As Leni said, another party goer that same night, about his throat cancer, “Well, you know, the goal now is to make cancer a chronic disease.  Something you can manage.”  He’s living proof, having survived in apparent good health for several years now.  He and the friend’s wife were not alone, either.  Hank, another party goer, has leukemia, a disease kept in check now for many years, so much so that it almost recedes into the background.

These are the three I know about.  There were probably others.  Cancer no longer has the skull and cross-bones attached to its every appearance.  Think of it.  Cancer is not a new disease.  It killed people relentlessly in all centuries before the last one.  Now, it begins to look, at least in many cases, like the caged tiger, pacing back and forth within its chemical compound, its lethality imprisoned, though not rendered harmless.

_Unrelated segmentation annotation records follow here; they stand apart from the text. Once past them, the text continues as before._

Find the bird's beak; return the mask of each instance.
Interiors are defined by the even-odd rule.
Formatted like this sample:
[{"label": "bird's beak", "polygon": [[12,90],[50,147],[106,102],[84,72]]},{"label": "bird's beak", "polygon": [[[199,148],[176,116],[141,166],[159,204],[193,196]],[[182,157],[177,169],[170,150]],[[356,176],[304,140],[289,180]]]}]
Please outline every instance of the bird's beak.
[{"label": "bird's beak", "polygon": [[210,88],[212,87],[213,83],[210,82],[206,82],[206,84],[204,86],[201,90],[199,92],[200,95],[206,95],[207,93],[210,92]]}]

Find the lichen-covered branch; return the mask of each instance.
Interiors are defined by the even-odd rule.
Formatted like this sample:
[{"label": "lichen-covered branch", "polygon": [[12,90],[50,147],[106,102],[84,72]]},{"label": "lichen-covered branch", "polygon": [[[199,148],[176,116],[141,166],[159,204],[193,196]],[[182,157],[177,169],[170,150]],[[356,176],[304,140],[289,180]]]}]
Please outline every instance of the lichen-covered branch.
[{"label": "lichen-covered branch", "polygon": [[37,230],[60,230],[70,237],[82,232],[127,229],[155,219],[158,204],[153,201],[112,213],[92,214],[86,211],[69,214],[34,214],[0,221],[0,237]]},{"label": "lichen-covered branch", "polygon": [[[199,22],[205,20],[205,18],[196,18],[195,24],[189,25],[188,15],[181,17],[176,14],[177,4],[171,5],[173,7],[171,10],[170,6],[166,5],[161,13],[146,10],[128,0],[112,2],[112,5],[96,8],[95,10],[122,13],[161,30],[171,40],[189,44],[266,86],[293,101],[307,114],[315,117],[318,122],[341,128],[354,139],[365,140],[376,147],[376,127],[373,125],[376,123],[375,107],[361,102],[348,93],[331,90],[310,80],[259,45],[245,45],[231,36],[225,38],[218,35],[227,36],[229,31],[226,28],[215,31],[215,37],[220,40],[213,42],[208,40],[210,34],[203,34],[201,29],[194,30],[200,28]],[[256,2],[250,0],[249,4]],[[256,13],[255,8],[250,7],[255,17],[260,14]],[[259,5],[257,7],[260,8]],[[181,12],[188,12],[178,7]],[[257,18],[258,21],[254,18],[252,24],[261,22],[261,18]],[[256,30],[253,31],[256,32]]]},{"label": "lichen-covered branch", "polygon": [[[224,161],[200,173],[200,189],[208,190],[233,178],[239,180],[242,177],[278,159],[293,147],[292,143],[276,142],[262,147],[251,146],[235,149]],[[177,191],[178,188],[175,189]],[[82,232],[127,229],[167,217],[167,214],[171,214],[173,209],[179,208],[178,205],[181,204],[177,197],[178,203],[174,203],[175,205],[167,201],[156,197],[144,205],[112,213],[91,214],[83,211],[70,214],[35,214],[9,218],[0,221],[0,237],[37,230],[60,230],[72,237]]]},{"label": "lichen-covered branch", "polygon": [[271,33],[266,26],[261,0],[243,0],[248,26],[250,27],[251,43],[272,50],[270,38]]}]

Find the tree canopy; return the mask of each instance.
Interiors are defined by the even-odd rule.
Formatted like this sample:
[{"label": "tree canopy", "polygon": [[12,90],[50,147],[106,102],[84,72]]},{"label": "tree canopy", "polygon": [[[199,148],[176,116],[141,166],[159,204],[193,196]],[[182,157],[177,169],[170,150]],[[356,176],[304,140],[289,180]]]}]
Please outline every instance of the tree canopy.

Kate has retired from the practice of medicine as others graduate each year to take up the responsibility, this tricky act we call healing.  It has more parts than chemistry and technology and knives, we know this, yet those parts themselves, the fruits of engineering and science, have a great deal to offer.  Perhaps this next century is the one where the enlightenment driven side of medicine will meet the ageless truths of the human spirit, joining together in a medicine, a healing for the whole person.   It may be that the last years of the baby boom generation, now upon us, will provide the impetus for this fusion.